EBAY's better-than-expected results came even though marketplace gross merchandise volume (GMV) decreased for the first time in at least a year. GMV grew by 11% (ex-FX) in both 2Q18 and 3Q18, and by 1% in Q4. For this quarter, GMV fell by 4%.
The yr/yr decline in GMV is somewhat by design and is related to its strategy to remove a significant amount of promotional spending in its marketplace. The company found that these investments often subsidized higher-priced items at a low return on investment.
While the promotional content had boosted GMV through higher selling prices, it cut into the margins and profitability of items sold. Therefore, EBAY scaled back on promotional spending in 1Q19, which sank GMV, due to lower average selling prices. The upside is that Non-GAAP operating margin improved to 29.8% from 27.9% in the prior year period.

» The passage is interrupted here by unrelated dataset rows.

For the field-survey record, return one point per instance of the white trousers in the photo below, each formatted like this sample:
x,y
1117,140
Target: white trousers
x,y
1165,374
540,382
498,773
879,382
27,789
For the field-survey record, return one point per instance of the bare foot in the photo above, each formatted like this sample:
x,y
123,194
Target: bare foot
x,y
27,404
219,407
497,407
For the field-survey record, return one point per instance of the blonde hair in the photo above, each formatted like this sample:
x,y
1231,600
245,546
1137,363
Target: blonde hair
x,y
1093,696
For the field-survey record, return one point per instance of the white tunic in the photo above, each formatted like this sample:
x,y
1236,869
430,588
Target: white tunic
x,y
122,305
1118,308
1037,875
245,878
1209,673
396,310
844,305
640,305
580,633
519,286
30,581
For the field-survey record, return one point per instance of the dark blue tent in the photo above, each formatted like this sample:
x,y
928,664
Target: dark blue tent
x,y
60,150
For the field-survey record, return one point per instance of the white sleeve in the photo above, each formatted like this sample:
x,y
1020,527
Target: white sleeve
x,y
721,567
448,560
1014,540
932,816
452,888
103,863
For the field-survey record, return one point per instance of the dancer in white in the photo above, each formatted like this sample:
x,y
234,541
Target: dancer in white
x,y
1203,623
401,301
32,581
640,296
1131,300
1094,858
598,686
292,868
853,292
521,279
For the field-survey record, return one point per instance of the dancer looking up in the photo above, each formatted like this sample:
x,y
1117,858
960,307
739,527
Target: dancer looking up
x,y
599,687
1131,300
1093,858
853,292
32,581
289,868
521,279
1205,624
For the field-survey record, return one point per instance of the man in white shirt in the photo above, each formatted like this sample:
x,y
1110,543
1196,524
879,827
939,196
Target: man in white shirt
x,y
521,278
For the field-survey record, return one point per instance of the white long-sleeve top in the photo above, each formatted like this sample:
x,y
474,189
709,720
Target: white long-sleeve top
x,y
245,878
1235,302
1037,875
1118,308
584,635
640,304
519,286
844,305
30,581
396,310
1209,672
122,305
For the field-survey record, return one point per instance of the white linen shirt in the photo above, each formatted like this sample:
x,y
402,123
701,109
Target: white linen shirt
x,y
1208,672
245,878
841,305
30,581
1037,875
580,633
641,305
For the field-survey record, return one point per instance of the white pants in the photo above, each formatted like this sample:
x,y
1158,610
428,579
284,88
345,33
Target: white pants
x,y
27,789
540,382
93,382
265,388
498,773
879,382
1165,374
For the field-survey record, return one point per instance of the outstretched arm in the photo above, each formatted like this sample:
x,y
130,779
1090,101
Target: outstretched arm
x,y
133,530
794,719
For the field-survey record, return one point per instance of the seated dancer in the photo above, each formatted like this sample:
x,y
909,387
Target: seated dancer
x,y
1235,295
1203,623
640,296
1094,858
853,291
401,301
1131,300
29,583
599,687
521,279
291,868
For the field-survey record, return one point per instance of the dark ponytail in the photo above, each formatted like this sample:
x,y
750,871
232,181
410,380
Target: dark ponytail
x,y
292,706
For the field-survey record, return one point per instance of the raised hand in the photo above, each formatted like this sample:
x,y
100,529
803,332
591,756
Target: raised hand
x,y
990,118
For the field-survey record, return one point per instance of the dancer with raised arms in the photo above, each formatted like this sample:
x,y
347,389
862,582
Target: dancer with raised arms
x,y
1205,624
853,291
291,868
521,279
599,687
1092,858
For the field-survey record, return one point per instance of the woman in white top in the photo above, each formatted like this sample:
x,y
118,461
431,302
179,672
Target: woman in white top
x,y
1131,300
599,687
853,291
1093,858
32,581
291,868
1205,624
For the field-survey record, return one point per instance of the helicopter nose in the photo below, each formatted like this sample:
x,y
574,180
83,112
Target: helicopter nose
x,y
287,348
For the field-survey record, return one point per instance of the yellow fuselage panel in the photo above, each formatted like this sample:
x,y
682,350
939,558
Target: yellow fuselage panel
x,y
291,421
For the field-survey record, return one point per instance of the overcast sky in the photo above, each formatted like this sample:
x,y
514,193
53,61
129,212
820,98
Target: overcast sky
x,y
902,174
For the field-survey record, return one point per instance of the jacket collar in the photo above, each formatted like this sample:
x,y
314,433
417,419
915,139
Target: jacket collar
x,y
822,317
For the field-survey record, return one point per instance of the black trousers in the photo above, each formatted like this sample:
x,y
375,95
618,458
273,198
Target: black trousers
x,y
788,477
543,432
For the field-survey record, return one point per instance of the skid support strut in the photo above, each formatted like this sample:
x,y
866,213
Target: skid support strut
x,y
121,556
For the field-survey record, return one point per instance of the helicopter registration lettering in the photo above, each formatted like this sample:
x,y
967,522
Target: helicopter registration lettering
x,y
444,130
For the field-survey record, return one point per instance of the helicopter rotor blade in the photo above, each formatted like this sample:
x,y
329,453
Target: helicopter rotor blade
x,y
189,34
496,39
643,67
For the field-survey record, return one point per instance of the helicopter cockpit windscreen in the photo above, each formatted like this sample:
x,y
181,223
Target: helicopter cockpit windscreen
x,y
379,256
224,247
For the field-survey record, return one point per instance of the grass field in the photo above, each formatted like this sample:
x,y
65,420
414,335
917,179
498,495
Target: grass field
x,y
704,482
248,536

Moving forward, EBAY expects the gap between revenue growth and GMV growth to continue.
The company’s revenue growth hasn't been spectacular either, sliding to 2% this quarter from 6% in 4Q18 and 3Q18 and 9% in 2Q18. This lack of growth has made the company a target of activist investors: namely, Elliot Management and Starboard Value.
Those firms have been pressuring the company to conduct a strategic review of its assets, including the potential divestiture of StubHub and eBay Classifieds. On March 1, 2019 EBAY relented and entered into a cooperation agreement with Elliot Management and Starboard while adding independent directors to its Board.
Last night, EBAY didn't reveal any new information regarding its plans for StubHub or Classifieds, but the activist investors were provided with more fuel for the fire as StubHub's performance in Q1 was soft. Specifically, volume was down 2% and revenue was flat yr/yr. During the earnings call, management stated that volume was impacted by a weak College Football Championship game, as well as softer demand for the Super Bowl.
Ultimately, what Elliot and Starboard are seeking is a streamlined EBAY that can generate improved profitability and value creation. For its part, EBAY has taken some important steps in achieving that goal, including consolidating all its marketplace regions under a single leadership team, while also investing in its payments and advertising efforts.
Furthermore, on the same day EBAY began its strategic review (3/1/19), it initiated its first quarterly dividend in its history, paying out $0.14/share, and it boosted its share repurchase authorization by $4.0 billion.
These actions, together with its strategy to drive higher margin marketplace sales, are positive steps in making EBAY a more profitable company, and, a more attractive investment choice.
Key Takeaways: From a top-line growth perspective, there still isn't much to be excited about as revenue increased by a scant 2% this quarter. However, investors are pleased that EBAY's strategy to improve margins, grow EPS by double-digits, and return more capital to shareholders is coming to fruition. Additionally, EBAY's newfound willingness to consolidate its business, possibly through spin-offs of lower-margin segments, could create another catalyst for the stock down the line.